Quand Bourguiba était pour

Publié le 9 mars 2004 Lecture : 3 minutes.

Le débat qui a lieu en France à propos du voile rappelle, à certains égards, la polémique
qui a opposé, entre 1929 et 1932, le jeune Habib Bourguiba et les laïcs français de la Tunisie coloniale. À l’époque, rares étaient les citadines qui sortaient dans la rue sans le sefseri, voile traditionnel blanc qui les couvrait de pied en cap. Les lycéens portaient la chéchia ou, dans certains cas, le fez. Autant, dirait-on aujourd’hui, de « signes ostentatoires » d’appartenance identitaire arabo-musulmane.
Les laïcs français, conduits par l’antenne locale de la Section française de l’Internationale ouvrière (SFIO), s’étaient mis en tête de les « émanciper » en incitant les femmes à sortir sans voile. Bourguiba, encore jeune avocat et militant nationaliste, s’y était opposé. « Avons-nous intérêt à hâter, sans ménager les transitions, la
disparition de nos murs, de nos coutumes, bonnes ou mauvaises, et de tous ces petits riens qui forment par leur ensemble, quoi qu’on dise, notre personnalité ? Ma réponse,
étant donné les circonstances toutes spéciales dans lesquelles nous vivons [la volonté d’affirmer une personnalité tunisienne dans un contexte de lutte de libération nationale], est catégorique : non », écrit-il, en 1929, dans le journal L’Étendard tunisien. Pour Bourguiba, « le jour où la femme tunisienne, en sortant sans voile, n’éprouvera plus cette impression étrange qui est comme le cri de révolte de son atavisme inconscient, ce jour-là, le voile disparaîtra de lui-même sans danger, car ce dont il était le symbole aura disparu. Mais pour le moment, nous n’en sommes pas là. »

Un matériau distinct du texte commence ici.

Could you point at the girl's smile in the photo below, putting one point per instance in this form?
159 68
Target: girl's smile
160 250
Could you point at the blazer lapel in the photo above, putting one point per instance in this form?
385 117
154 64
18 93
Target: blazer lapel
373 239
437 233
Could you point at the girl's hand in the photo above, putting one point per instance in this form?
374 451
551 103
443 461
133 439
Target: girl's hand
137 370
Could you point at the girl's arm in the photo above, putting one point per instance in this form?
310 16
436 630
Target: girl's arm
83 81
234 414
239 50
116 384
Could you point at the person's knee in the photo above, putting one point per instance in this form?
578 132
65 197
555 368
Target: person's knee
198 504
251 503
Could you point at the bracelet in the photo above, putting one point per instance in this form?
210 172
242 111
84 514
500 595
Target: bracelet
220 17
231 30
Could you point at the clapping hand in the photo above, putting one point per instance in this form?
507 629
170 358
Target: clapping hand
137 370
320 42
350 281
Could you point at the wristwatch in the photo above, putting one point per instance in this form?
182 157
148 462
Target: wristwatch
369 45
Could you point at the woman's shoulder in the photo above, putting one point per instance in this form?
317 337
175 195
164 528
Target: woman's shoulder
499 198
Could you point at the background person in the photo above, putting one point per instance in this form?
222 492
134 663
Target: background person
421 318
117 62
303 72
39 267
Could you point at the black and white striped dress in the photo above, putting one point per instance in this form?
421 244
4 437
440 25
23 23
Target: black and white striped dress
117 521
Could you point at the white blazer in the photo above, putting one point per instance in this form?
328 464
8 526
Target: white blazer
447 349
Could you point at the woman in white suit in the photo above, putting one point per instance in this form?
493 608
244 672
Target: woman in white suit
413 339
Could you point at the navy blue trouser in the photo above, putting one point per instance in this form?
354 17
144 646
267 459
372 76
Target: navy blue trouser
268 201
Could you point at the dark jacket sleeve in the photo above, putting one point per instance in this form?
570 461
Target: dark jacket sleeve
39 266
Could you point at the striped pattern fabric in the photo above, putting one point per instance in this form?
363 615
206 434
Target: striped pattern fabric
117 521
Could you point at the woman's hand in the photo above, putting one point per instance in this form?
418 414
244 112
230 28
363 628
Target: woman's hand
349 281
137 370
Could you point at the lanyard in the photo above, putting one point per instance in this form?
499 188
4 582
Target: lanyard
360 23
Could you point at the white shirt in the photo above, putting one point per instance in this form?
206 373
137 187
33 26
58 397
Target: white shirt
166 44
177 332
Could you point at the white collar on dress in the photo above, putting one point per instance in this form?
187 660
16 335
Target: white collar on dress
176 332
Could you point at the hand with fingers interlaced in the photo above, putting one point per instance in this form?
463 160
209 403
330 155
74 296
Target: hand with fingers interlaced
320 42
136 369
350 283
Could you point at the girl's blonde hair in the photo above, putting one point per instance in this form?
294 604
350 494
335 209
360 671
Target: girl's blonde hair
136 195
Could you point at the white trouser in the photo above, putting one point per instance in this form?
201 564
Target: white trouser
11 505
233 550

Il en a été de même pour la chéchia en 1933. Dans le journal L’Action tunisienne, qu’il venait de fonder, Bourguiba signalait que certains professeurs et quelques surveillants
du lycée Alaoui, à Tunis, avaient la phobie de la chéchia dans les classes et obligeaient les élèves musulmans à se découvrir. Les plus récalcitrants étaient frappés impitoyablement. Et Bourguiba de se révolter : « Cette manie de vouloir uniformiser des
groupes humains radicalement hétérogènes, ayant chacun ses murs, ses coutumes et ses traditions propres, constitue une atteinte à notre dignité. [] C’est avec de pareils coups d’épingles qui froissent inutilement et bêtement, c’est avec des brimades aussi
absurdes qu’on détourne cette jeunesse de la France et qu’on s’aliène à jamais le cur de ces enfants. »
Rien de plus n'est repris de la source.